People do not relish even slightly reducing their living standard today to avoid the mere possibility of a disaster in the future, even if it is rational (on paper) to do so. It is especially difficult when "the future" does not refer to one's own lifetime but to future generations. And it is nearly impossible when the beneficiaries are randomly selected, unknown people rather than one's own family and friends. It is one thing to bail out a flooded basement in one's own house or perhaps in the house of a relative or neighbor, and another thing to stop in one's travels to assist with a house that one has no personal connection to. There tends to be a "bystander effect"; even if a problem is recognized, without a clear plan of action, people tend to expect that "someone else" is in charge or has a plan to fix it. Thus, appealing to people to worry about the environments on distant islands fifty years in the future does not capture many people's imagination or attention, and adding more people at events, rallies, mailing lists, and so forth may only increase the bystander effect and thus the collective inaction. Marshall suggests changing the script: First, ask how much money it would take to pay you off to give you the right to cause damage to the climate that your own children will have to live in. Next, we need "to talk less about the costs of avoiding climate change and more about the lousy deal we are getting in return for a marginally higher living standard." (p. 71)

Historically, environmental campaigns have encouraged consumers to "go green" by making minor changes to their consumption. This backfires because the recommendations are easily construed as being based in personal criticism and blame. Among those who are predisposed to resist or contradict information about climate change, exhortations to "go green" stoke resentment and resistance (e.g.

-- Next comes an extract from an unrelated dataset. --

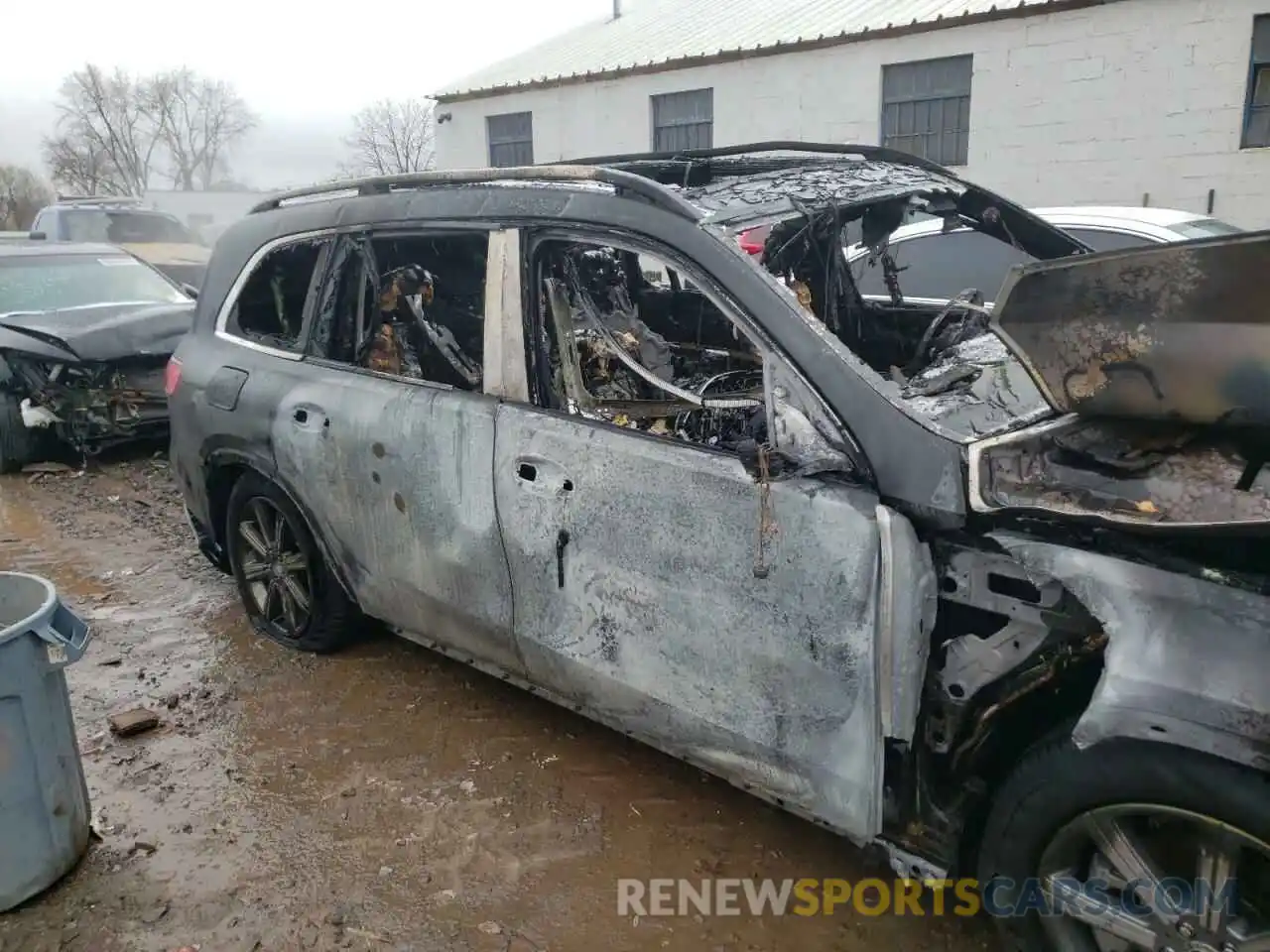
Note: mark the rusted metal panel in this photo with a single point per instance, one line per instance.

I am going to throw this recyclable bottle in the trash just to prove that I can and that it's my choice, and you can't make me put it in the recycling container), while among those who already care about climate change, reminders to reduce consumption often provoke exculpatory narratives to justify their behavior (e.g. I try to fly as little as possible, but I was so exhausted after studying the melting ice caps all year that I really needed to fly my whole family for a vacation).

Furthermore, a focus on personal consumption fails to strike at the root of the systems that drive production. As long as products and services are for sale, someone is going to buy them eventually. Encouraging people to buy them more slowly is not necessarily a radical change in favor of sustainability. Energy policy needs to change, and for that, social movement and political will - not just individual virtue - is needed.
"The focus on tailpipe gases and disregard for wellhead fuels has been the single most important factor in all government and policy framings. Radical environmentalists alone have attempted to connect two issues that, in the minds of most mainstream experts, operate in entirely independent realms. This does not, on its own, explain why we ignore the risk of climate change, but it does explain the fundamental disconnection that works through all narratives and policies on the issue." (p. 169)
Marshall's book explains very well why climate change in particular is so difficult for people to understand and to deal with rationally, and he proposes some reasonable, insightful, achievable steps to shift the discussion. As he said at Harvard Book Store (I am reconstructing the line from memory): "I spent twenty years as an activist trying to convince people to have the discussions that I wanted them to have. Now I want them to have the discussions that they want to have." But, he added, "If they happen to have the discussions that I want them to have, I'm happy."

Here's another one

Some emergencies are individual

Self-immolation of Wynn Bruce (April 2022)

Vacations are over

"Opinion: Vacations as we know it are over." Bill McGuire, CNN, July 27, 2023

See also:

"Why is Climate Change Such A Hard Problem?" Priya Aggarwal. Dialogue & Discourse. July 2, 2023.

1 comment:

  1. Thanks for your excellent intelligent article and all the time you took to write it, Tucker. My aim was to spread new ideas about climate change and you are really helping with that.